Positive selection underlies repeated knockout of ORF8 in SARS-CoV-2 evolution

Cassia Wagner^1,2,*, Kathryn E. Kistler ^2,3, Garrett A. Perchetti ⁴, Noah Baker ⁴, Lauren A. Frisbie ⁵, Laura Marcela Torres ⁵, Frank Aragona ⁵, Cory Yun ⁵, Marlin Figgins ^2,6, Alexander L. Greninger ^2,4, Alex Cox ⁵, Hanna N. Oltean ⁵, Pavitra Roychoudhury ^2,4, Trevor Bedford ^1,2,3

¹ Department of Genome Sciences, University of Washington, Seattle, WA, USA;
² Vaccine and Infectious Disease Division, Fred Hutchinson Cancer Center, Seattle, WA, USA;
³ Howard Hughes Medical Institute, Seattle, WA, USA;
⁴ Department of Laboratory Medicine and Pathology, University of Washington, Seattle, Washington, USA;
⁵ Washington State Department of Health, Shoreline, Washington, USA;
⁶ Department of Applied Mathematics, University of Washington, Seattle, Washington, USA.
^{</sup> *Corresponding author: cassiasw@uw.edu}

Knockout of the ORF8 protein has repeatedly spread through the global viral population during SARS-CoV-2 evolution. Here we use both regional and global pathogen sequencing to explore the selection pressures underlying its loss. In Washington State, we identified transmission clusters with ORF8 knockout throughout SARS-CoV-2 evolution, not just on novel, high fitness viral backbones. Indeed, ORF8 is truncated more frequently and knockouts circulate for longer than for any other gene. Using a global phylogeny, we find evidence of positive selection to explain this phenomenon: nonsense mutations resulting in shortened protein products occur more frequently and are associated with faster clade growth rates than synonymous mutations in ORF8. Loss of ORF8 is also associated with reduced clinical severity, highlighting the diverse clinical impacts of SARS-CoV-2 evolution.

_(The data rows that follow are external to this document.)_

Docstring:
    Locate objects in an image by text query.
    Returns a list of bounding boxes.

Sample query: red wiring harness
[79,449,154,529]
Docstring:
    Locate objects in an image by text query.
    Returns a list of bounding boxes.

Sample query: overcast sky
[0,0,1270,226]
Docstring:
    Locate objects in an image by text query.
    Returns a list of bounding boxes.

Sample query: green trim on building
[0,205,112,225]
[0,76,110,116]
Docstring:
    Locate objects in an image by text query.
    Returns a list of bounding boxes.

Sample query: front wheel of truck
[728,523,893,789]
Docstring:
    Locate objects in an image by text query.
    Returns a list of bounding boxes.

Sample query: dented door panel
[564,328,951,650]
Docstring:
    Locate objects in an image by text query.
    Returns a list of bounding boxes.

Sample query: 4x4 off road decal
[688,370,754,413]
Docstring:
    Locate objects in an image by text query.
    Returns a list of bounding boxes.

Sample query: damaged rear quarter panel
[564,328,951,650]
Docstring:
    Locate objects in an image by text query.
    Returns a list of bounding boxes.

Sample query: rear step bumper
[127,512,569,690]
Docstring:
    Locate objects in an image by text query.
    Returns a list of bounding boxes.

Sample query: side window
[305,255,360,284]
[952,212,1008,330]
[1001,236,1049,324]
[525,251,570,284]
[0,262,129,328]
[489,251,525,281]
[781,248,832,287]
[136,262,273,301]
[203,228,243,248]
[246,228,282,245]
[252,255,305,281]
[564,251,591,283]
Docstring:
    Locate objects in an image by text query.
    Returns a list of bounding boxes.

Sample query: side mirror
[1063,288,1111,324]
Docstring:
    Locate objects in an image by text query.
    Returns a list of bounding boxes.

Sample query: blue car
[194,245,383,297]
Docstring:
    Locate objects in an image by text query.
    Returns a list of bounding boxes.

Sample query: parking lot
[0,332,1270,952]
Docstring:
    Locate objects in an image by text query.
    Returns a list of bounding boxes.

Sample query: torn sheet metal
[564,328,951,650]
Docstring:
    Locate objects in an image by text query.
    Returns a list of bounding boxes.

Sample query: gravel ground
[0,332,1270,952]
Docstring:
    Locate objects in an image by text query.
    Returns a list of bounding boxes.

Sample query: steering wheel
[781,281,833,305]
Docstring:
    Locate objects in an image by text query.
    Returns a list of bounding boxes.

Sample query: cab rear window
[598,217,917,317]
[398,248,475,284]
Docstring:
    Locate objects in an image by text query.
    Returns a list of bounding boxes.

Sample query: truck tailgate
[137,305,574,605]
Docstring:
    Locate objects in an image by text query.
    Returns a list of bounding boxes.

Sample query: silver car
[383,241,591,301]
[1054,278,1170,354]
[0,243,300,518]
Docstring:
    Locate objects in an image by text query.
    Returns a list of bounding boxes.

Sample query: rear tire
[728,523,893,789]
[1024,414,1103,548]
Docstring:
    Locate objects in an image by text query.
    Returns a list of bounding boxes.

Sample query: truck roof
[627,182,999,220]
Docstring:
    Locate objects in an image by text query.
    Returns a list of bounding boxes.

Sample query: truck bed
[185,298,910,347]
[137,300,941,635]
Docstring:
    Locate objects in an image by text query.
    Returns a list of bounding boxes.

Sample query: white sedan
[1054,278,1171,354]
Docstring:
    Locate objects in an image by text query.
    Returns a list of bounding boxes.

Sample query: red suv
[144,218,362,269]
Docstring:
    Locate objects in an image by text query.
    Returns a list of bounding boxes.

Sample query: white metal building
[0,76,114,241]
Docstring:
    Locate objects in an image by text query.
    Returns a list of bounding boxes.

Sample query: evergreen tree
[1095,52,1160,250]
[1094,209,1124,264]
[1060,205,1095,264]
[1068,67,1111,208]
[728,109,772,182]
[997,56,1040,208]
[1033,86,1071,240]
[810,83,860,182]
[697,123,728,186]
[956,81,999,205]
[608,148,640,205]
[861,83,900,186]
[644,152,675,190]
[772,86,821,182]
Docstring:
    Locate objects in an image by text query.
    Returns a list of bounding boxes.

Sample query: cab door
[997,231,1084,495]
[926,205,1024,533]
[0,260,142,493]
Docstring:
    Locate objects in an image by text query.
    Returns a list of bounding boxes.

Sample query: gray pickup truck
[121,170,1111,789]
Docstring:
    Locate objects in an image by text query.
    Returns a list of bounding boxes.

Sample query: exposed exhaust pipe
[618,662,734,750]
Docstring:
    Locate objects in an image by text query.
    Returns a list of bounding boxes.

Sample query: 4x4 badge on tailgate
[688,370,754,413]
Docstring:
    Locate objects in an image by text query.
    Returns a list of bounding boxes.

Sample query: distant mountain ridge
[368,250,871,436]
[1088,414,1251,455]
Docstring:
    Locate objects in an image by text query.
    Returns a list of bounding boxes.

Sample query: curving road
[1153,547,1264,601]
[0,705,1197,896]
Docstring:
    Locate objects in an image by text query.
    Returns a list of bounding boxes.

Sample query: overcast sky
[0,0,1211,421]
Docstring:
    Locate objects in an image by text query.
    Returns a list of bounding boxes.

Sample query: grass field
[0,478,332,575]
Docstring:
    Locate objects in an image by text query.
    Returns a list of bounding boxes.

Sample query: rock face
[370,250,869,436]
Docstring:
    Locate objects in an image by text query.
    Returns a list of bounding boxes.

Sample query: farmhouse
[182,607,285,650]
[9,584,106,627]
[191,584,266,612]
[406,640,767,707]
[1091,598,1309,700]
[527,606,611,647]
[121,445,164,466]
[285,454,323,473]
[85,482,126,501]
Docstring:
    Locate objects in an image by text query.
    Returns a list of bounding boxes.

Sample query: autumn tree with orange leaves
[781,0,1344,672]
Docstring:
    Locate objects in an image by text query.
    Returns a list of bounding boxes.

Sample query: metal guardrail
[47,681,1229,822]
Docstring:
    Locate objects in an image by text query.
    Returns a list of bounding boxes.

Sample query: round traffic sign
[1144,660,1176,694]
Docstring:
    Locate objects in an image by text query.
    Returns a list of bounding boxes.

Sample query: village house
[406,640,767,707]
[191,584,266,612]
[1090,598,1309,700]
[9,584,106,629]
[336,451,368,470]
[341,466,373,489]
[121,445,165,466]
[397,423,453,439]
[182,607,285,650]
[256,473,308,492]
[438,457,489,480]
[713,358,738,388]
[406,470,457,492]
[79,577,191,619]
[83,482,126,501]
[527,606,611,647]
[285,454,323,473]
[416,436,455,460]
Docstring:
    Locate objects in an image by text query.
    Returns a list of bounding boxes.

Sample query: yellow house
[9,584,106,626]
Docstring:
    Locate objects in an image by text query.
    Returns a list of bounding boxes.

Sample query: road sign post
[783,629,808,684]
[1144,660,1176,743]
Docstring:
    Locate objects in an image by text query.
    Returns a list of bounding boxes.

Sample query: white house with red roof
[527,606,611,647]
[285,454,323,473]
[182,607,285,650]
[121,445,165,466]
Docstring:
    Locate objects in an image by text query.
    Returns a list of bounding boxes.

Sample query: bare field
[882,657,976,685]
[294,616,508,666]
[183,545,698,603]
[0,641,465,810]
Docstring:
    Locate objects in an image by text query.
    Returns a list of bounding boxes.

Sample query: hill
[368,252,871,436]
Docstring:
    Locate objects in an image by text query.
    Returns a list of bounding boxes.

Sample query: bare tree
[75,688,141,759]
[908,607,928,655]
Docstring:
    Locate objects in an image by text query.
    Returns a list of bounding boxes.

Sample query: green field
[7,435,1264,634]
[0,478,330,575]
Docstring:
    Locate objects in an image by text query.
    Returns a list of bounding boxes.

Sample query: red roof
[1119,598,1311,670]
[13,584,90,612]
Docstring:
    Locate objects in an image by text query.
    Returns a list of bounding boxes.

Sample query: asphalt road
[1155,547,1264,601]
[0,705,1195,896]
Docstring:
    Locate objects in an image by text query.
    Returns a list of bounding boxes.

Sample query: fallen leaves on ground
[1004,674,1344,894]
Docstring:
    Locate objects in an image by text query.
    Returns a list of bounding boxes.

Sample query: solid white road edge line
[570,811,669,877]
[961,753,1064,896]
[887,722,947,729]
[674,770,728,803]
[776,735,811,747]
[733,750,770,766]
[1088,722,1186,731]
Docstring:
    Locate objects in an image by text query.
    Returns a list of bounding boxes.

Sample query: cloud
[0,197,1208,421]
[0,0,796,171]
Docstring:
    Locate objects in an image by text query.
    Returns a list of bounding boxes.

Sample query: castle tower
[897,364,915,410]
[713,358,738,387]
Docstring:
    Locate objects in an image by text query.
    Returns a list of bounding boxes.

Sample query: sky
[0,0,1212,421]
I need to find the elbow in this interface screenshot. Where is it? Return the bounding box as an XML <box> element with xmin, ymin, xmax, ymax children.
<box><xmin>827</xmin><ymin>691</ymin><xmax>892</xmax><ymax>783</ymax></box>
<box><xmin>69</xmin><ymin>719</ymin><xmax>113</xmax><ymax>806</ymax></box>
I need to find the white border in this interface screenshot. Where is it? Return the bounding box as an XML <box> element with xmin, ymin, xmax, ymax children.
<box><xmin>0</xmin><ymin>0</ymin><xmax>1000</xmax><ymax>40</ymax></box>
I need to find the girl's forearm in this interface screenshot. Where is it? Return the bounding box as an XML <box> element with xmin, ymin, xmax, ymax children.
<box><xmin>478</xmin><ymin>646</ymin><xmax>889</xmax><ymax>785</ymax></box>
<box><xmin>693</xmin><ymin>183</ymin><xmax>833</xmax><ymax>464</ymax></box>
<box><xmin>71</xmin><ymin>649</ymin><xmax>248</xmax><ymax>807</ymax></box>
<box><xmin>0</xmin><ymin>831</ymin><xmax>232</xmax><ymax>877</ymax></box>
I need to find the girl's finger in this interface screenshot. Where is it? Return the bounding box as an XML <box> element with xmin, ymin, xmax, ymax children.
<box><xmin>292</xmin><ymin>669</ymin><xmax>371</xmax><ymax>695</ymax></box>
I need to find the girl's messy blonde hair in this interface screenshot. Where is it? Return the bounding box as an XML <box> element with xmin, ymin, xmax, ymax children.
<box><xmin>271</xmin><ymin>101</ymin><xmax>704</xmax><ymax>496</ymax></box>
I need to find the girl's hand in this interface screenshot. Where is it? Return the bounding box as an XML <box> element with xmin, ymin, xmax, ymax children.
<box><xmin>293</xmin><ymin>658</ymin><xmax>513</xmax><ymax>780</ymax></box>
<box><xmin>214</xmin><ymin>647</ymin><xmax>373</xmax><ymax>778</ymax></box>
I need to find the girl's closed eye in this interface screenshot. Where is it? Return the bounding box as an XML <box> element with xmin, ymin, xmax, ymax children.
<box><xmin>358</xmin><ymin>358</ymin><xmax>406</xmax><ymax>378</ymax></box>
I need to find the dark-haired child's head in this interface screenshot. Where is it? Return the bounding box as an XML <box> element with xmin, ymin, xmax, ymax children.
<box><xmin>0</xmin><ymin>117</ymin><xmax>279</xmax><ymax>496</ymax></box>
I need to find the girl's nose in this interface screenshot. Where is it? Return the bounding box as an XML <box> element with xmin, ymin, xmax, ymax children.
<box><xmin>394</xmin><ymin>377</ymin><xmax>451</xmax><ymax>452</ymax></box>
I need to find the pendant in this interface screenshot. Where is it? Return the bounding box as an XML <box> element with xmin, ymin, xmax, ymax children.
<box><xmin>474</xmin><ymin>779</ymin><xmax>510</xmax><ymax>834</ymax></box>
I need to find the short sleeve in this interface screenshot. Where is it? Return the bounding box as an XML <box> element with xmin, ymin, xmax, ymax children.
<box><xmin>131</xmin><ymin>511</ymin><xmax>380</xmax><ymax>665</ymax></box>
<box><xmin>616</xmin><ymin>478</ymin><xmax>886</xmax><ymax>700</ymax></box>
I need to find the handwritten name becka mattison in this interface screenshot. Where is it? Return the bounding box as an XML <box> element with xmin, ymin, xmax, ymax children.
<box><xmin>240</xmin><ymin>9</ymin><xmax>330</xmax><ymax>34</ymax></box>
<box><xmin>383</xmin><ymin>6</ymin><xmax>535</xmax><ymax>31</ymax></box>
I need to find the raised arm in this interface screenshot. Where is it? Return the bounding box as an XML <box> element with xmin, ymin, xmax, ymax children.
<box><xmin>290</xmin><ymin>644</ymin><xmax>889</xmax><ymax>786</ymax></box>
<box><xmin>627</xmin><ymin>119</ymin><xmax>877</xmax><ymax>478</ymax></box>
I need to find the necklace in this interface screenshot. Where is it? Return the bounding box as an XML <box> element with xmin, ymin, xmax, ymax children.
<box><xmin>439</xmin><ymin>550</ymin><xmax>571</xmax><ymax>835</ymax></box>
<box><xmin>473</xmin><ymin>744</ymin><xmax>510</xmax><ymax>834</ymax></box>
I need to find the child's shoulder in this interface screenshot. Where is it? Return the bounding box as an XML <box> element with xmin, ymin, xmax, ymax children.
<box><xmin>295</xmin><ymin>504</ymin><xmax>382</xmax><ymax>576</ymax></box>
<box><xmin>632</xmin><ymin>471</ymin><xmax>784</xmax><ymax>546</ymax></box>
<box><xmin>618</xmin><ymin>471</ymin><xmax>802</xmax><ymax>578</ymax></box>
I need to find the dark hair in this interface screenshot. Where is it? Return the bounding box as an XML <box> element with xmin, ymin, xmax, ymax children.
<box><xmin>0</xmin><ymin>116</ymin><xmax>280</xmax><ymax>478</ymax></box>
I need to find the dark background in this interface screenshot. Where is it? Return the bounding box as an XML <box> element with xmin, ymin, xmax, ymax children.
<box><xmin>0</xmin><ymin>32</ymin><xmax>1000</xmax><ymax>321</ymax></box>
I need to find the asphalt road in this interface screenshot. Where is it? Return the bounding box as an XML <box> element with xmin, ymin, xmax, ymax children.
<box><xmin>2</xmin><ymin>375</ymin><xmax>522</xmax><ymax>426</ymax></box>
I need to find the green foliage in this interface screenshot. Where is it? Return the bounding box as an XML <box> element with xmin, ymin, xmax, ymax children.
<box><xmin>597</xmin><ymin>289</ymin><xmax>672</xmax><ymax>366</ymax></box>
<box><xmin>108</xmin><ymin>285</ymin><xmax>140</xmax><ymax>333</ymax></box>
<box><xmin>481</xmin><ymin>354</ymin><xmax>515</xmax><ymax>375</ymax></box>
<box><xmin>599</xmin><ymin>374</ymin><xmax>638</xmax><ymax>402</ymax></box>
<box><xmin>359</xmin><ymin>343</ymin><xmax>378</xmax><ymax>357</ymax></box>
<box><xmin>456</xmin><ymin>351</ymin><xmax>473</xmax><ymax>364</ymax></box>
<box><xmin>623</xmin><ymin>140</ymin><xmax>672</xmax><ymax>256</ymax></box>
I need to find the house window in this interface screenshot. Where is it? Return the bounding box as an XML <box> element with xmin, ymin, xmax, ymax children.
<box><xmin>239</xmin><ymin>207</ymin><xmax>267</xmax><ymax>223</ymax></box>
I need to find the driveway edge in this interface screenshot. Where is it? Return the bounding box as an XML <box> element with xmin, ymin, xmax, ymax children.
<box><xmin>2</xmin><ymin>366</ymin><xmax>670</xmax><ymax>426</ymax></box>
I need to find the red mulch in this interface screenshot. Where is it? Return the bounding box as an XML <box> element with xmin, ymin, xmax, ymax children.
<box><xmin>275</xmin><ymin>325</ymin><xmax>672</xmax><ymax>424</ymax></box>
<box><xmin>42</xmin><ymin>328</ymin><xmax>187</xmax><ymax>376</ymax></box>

Structure of this repository

This repository includes the code for the analyses and figures for the above manuscript. Clinical data from Washington State Disease Reporting System is not included as this data is derived from confidential medical records. GISAID metadata and sequenced used in the analysis may be accessed at gisaid.org/EPI_SET_230921by.
The SARS-CoV-2 UShER phylogeny is available from UShER.

code contains the scripts for all analyses.
data contains simulated clinical data containing all variables used in severity analysis to check code quality. It also contains a subset of the clinical data variables, which we have permission to share. This folder also contains mutation annotations from Obermeyer et al. Please access the GISAID sequences and SARS-CoV-2 UShER phylogeny using the above links.
nextstrain_build contains the identified clusters and the configurations for building the nextstrain trees to identify transmission clusters of gene knockouts in Washington State.
envs contains the conda config files for python code & notebooks and for matUtils.
notebooks contains jupyter notebooks for plotting results and initial analyses.
params includes the SARS-CoV-2 reference genomes used in analyses & the config file for snakemake pipeline.
usher contains results from analyses using the usher phylogeny.
intrahost contains intrahost variants after filtering to remove samples that did not pass QC.

Setup & installation

Use mamba to quickly (~5 min) install matUtils & python notebooks environments. The environment for python scripts & notebooks can be set up & activated using:

# Install
mamba env create -f envs/orf8ko.yaml

# Activate
mamba activate orf8ko

The environment for matUtils can be set up & activated using:

# Install
mamba env create -f envs/usher-env.yaml

# Activate
mamba activate usher-env

Rscripts were run in RStudio using R version 4.1.2. The R environment dependencies are listed in envs/renv.lock. To use this environment:

# Install renv
install.packages("renv")

# Create and activate renvironment
renv::restore(lockfile = 'envs/renv.lock')

This process should take a few minutes.

Running the analyses

Run code/find_ko.py on .fasta alignment of WA sequences to call potential gene knockouts. See above to access sequences and metadata from GISAID.
Build and call transmission clusters using nextstrain_build
Run intrahost analysis using notebooks/intrahost_analysis.ipynb
Calculate dN/dS using the snakemake workflow: code/dNdS_snakefile. See above to download the UShER tree for this analysis.
Call mutation clusters from UShER tree using code/getMutationClusters.py
Model cluster growth rates using: code/clusterSize_regression.R
Run clade-level analyses using the snakemake workflow: code/variant_snakefile. See above to download the UshER tree for this analysis.
code/combineClinicalData.R is used to generate the dataframe for clinical analysis.
Use code/Fig5.R to run the clinical severity analysis. Although we cannot share the full clinical data to protect patient privacy, we have provided data/clinical_example.tsv as a demo dataset. We have also provided a subset of clinical variables, which we are able to share to while protecting patient privacy, at data/clinical_subset.tsv.